Tourist Places To Visit In Lisbon
The sunny city of seven hills, Lisbon, the capital of Portugal is one of the most beautiful places to visit in Southern Europe. With its lovely waterside views and seagulls cawing, red-roofed Alfama district and whitewashed houses, stairs connecting different levels of streets and trams operating since ancient days - the city is a jewel of tourist delight in this part of the world. With a hoard of tourist places to visit, Lisbon far from disappoints. Here is our little list to start you on your planning!
Also known as the Tower of St. Vincent, Belem Tower is located on the island in River Tagus. It dates back to the year 1515 and was initially built with the intent of defence for the city of Lisbon from oncoming invaders from the sea. The tower also served the purpose to guide seafarers, built as it was at the time of ‘Age of Discover.’ It is also a bastion and held spaces for 17 cannons. Visit this tower and don’t forget to see the statue of Our Lady of Safe Homecoming, said to protect the sailors and seafarers out at sea.
Sao Jorge Castle
Sao Jorge Castle or St. George’s Castle is one of Lisbon’s oldest architectural marvel, located atop a hill in the famous old Alfama district of the city. The castle has a very Moorish touch, built and used as residence as it was by the Romans and Moorish kings. Later, the Portuguese used it as a royal residence until 16th Century. Today tourists find a beautiful museum here along with the royal chambers and quarters very well intact, the ramparts huge and domineering and views from the battlement area and parapets to die for.
The image of Lisbon, with its white houses and red roofs by the blue sea are courtesy this district. The Alfama quarter is Lisbon’s oldest, and holds much of its history in its lap. The city’s Moorish past is chalked in its meandering streets and Portuguese culture engraved in its Fado bars. Visit the Plaza to sit on an observation deck and see the hill-side neighbourhood, stoll down the streets to check out the Moorish gateway, Largo das Portas do Sol, local cafes and Fado bars. The streets are also painted in brilliant and rebellious graffiti, so art lovers have their hands full admiring all of that. Otherwise, you can just pull out your camera and take photos as you go, of footbridges and painted roads, stairways and colourful homes.

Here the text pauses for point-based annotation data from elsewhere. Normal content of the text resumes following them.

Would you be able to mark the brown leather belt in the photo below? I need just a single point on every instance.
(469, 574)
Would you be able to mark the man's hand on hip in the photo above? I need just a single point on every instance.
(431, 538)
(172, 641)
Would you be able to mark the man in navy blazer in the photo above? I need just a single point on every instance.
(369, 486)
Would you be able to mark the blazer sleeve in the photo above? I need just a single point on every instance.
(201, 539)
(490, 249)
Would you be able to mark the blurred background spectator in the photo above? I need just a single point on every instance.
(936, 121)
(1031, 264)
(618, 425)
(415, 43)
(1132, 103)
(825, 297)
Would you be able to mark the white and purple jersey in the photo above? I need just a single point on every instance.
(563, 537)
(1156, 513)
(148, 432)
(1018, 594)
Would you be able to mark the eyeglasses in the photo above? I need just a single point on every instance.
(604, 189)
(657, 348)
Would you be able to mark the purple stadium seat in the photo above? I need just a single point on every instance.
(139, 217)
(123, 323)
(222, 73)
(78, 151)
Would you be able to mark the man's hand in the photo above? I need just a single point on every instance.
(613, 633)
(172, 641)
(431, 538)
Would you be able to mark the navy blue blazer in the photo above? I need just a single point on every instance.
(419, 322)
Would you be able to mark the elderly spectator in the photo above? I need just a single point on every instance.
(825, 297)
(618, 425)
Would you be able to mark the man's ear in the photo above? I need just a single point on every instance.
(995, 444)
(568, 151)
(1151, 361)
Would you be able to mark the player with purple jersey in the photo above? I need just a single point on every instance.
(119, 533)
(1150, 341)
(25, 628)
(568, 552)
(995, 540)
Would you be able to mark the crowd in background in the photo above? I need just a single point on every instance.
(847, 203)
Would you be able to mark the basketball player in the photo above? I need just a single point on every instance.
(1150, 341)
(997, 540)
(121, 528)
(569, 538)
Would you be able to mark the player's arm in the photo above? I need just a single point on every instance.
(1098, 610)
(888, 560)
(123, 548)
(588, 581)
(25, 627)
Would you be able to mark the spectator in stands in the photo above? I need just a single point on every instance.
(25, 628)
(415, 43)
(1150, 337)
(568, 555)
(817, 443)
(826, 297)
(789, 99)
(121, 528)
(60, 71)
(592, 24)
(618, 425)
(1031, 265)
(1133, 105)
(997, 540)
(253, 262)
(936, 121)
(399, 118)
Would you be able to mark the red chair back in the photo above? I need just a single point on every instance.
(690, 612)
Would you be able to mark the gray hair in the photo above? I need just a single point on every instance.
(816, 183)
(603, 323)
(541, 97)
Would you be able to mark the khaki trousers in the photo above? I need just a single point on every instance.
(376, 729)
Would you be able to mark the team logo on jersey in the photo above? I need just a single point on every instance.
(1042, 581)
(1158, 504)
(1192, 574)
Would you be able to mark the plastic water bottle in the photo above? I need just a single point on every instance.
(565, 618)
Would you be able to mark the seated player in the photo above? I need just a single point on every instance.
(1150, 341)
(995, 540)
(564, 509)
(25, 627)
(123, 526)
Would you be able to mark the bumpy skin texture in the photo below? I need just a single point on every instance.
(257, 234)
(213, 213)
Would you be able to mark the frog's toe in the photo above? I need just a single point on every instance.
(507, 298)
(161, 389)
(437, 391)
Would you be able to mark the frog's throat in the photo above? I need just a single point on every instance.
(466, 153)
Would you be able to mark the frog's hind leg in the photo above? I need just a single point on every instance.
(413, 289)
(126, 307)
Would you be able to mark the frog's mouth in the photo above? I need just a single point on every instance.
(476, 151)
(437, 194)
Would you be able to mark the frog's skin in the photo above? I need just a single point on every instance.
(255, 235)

Lisbon’s Tram 28 is its iconic tram, one that flits across Alfama and still serves locals to get from their home to work. Moreover, it is a very coveted tourist attraction, iconic for its history and charm. The yellow tram, also known as ‘eléctrico’ as its works on that source of energy, travels through some of the city’s most prominent landmarks and sectors. You can best use this tram by taking it to the Sao Jorge Castle up the hill from Alfama’s lowlands.
Lisbon Oceanarium is a modern tourist delight in all of Lisbon’s ancient heritage charms. This place was built back in 1998 when they improvised on Lisbon’s attractions and it hosted the 1998 World Exposition. It is located in Parque das Nações area and is the largest European indoor aquarium. With its 4 unique habitat ecosystems, each representing a different range of marine animals, you will find here sting rays and sharks, otters and penguins, planktons and anemones.
The Jeronimos Monastery is a must-visit tourist attraction in Lisbon, with its marvellous design and Moorish influences, Manueline built and riverside feel. It is located in the Belém district and dates back to the 1500s, when the monastery was built to commemorate the great discoveries of Portuguese sailors. A beautiful building of gold coloured limestone rocks and latticed ceilings, Jeronimos Monastery leaves you enraptured. What’s more is, the crypt of the church here houses the tomb of Vasco da Gama, the great explorer who took the first voyage to India and made Lisbon a very rich city.
Rossio Square, also known as Pedro IV Square, is a central hub in the city teeming with local buzz. It is Lisbon’s most famous plaza and is situated in Pombaline Lower Town district, with its elegant aura. Since the middle ages, the ‘Rossio’ as it was called, has been a famous gathering place and landmark in Lisbon. During the 16th Century Inquisition, even executions were carried out here and heads rolled in blood. You can stroll here, sit at cafes drinking coffee or at bars. There is also the National Theatre nearby if you want to see some native Lisbon dramas.
Monument to the Discoveries
Padrão dos Descobrimentos, as it is called in Portuguese, is the memorial built in dedication to the Infante Dom Henrique, who later came to be known as Prince Henry the Navigator, the one who ushered in the ‘age of discovery’ in Portugal. Located on the shore of River Tagus, the memorial is in the shape of a ship with its sails unfurled and looks as if ready to set on a voyage. There are statues of many other national heroes beside the king and this has an elevator that takes you to the top to enjoy the view.